Additional embodiments of the disclosure include only a framework section (FR1, FR2. FR3 or FR4) or sections of the IGHV sequences or the VH domains. For example, a framework section or sections are of a germline family member modified according to the disclosure. In addition, the disclosure includes an IGHV or full length VH such that the CDRs may be the same or different than those for the IGHV sequences or VH domains identified herein. Accordingly, aspects of the disclosure are directed to polypeptides comprising one framework region or two, three or four framework regions of a human heavy chain V-gene portion (IGHV) of an antibody or full length VH, wherein the IGHV amino acid sequence or full length VH comprises one or more amino acid substitutions that result in an improved biophysical property such as increased thermal stability, increased cellular expression, and decreased VH dimerization and light chain pairing, as compared to a wild-type IGHV sequence lacking the one or more amino acid substitutions. The IGHV sequences may also include the framework portion of the J chain. The polypeptides may include any one of the above-described amino acid substitutions or combinations thereof. To the extent that one of the modified amino acids falls within one of the CDRs of the IGHV or VH domain, the remainder of the CDR may be the same or different than those identified in the sequences disclosed herein.

In several of the Figures, CDR3 for several of the amino sequences (amino acid positions 93-102, including amino acids 100a, 100b, 100c, 100d, 100e, 100f, 100g, 100h, 100i, 100j, 100k, and 100l according to the Kabat numbering system) are identified with “X” amino acids. Consideration of the CDR3s across the several germlines reflects that the CDR3 sequences have only a limited amount of homology. As an example, with regard to the VH domains in FIGS. 2A-2O:

- (a) there is a minimum of 6% and maximum of 50% identity between HCDR3s with an average identity near 25% across all the sequences, and
- (b) there was a minimum length of 12 and a maximum length of 21 residues with an average length of 14.6 residues.

Similarly, with regard to the VH domains in FIGS. 3A-3N:

- (a) there is a minimum of 6% and maximum of 50% identity between HCDR3s with an average identity near 25% across all the sequences, and
- (b) there is a minimum length of 12 and a maximum length of 21 residues with an average length of 14.6 residues

These data indicate that the observed stabilization effects as a result of the various VH domain substitutions that were tested (see e.g., Example 1) were not HCDR3-dependent. Instead, the data indicate that the amino acid substitutions disclosed herein, regardless of CDR3, were surprisingly and unexpectedly stabilizing for each of their germline families. Several of the variable domain portions of germline origin modified VH domains of the disclosure that are shown in FIGS. 1A-1H and 5A-5I include amino acids 1 to 94 or 95 (according to the Kabat numbering system) and represent the V-genes.

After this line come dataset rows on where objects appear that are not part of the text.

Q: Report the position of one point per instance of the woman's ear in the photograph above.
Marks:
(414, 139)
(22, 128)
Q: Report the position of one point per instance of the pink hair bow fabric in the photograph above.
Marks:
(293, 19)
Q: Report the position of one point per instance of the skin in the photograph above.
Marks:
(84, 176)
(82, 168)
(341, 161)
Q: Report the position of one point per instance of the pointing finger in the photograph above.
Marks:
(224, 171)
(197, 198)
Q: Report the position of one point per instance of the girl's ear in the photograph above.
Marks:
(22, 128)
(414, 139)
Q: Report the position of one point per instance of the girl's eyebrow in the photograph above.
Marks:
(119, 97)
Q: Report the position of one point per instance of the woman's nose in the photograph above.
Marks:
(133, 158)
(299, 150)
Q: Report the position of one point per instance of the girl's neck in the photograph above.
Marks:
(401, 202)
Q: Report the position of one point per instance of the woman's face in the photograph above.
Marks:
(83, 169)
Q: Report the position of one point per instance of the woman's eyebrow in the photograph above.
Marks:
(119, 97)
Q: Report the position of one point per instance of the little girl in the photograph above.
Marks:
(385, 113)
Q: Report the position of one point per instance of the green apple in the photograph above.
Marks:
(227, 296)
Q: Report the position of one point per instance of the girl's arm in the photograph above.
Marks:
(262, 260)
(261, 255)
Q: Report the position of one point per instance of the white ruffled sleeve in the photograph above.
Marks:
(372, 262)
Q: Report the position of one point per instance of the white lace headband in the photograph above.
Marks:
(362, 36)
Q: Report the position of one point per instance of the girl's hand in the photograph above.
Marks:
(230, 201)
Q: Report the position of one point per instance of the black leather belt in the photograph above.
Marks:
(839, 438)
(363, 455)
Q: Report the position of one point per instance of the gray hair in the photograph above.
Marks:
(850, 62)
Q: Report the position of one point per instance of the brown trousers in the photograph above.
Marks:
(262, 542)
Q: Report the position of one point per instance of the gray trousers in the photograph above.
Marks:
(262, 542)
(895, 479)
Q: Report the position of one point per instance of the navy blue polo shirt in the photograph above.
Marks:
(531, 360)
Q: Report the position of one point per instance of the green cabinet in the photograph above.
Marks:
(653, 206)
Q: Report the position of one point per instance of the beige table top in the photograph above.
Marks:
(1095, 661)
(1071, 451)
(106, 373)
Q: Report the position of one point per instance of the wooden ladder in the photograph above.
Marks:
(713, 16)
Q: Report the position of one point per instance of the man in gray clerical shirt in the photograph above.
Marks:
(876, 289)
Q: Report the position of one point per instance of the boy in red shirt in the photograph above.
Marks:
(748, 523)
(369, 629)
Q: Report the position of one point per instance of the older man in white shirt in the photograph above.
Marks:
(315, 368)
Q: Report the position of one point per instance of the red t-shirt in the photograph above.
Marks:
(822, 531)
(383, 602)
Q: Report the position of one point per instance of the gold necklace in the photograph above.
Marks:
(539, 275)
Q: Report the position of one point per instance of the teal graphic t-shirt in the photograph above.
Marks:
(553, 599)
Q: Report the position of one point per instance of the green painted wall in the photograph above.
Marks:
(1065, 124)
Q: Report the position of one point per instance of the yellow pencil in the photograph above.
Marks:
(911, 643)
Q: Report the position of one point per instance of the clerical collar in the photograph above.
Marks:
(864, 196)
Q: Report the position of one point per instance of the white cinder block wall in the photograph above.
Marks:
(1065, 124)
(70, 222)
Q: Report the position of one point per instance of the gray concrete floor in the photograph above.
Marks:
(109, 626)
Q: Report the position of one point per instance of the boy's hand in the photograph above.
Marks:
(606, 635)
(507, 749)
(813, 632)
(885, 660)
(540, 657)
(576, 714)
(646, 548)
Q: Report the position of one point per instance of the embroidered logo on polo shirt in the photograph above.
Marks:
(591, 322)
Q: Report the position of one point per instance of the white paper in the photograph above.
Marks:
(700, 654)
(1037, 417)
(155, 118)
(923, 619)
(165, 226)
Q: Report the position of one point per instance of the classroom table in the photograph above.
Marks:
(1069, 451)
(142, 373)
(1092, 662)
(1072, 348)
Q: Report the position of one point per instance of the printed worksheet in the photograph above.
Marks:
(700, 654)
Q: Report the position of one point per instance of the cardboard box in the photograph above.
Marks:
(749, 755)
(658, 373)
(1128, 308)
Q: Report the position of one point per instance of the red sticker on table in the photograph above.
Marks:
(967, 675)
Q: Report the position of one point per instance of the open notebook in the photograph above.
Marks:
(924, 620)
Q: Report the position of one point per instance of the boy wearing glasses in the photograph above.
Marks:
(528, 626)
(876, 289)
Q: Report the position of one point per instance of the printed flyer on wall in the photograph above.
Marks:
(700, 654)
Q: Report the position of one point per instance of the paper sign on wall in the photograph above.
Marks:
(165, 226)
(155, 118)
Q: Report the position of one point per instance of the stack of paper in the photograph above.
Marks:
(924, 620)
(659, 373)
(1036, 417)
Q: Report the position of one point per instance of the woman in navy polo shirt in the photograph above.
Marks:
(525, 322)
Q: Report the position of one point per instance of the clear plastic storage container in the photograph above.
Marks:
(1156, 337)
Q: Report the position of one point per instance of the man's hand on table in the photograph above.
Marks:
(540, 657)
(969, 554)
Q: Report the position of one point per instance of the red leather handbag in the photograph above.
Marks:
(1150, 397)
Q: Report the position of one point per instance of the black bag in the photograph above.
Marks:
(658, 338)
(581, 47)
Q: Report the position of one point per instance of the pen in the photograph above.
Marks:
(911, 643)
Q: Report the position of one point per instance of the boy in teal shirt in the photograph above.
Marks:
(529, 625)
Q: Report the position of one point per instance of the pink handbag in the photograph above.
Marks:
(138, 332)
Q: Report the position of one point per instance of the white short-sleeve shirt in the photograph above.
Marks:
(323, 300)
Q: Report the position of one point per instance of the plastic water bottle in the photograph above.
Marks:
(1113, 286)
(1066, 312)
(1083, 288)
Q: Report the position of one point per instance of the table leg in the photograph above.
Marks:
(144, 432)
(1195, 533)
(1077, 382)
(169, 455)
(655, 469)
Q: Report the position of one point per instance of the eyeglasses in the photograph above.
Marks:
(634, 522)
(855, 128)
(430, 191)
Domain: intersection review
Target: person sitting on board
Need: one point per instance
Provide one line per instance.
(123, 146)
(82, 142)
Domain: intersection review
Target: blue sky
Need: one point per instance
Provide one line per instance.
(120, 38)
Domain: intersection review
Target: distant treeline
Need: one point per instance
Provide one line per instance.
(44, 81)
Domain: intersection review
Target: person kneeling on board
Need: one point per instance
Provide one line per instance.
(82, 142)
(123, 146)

The VH substitutions of the disclosure are shown to improve at least the stability and/or expression of the VH domains having origins over multiple germline origins. Accordingly, such substitutions are not limited to particular VH domain amino acid sequences and instead may be useful over a wide range germlines and sequences. In addition, the VH substitutions described herein can result increased stability and/or expression regardless of the CDRs and their corresponding antigen or epitope. Therefore, the VH substitutions described herein are suitable for use with any VH domain, regardless of germline and regardless of CDRs.

In other aspects of the disclosure, the substitutions may be used in sequences that are similar, but not identical, to the IGHV sequences or full length VH domains described herein. For instance, the substitutions described herein may be used in sequences that are at least 50%, 60, 70%, 80%, 85%, 80%, 85%, 90%, 91%, 92%, 93%, 94%, 95%, 96%, 97%, 95% or 99% identical to the IGVH sequences or full length VH domains described herein, wherein the CDRs the are excluded from the determination of the percent identity. For example, the substitutions of the disclosure may be used in IGVH sequences or the VH domains having at least 50%, 60, 70%, 80%, 85%, 90%, 91%, 92%, 93%, 94%, 95%, 96%, 97%, 95% or 99% identity to any one of the framework portions of SEQ ID NOS: 1-50, and 76-627 and their alleles, along with other IGHV and VH domains of human antibody germline sequences.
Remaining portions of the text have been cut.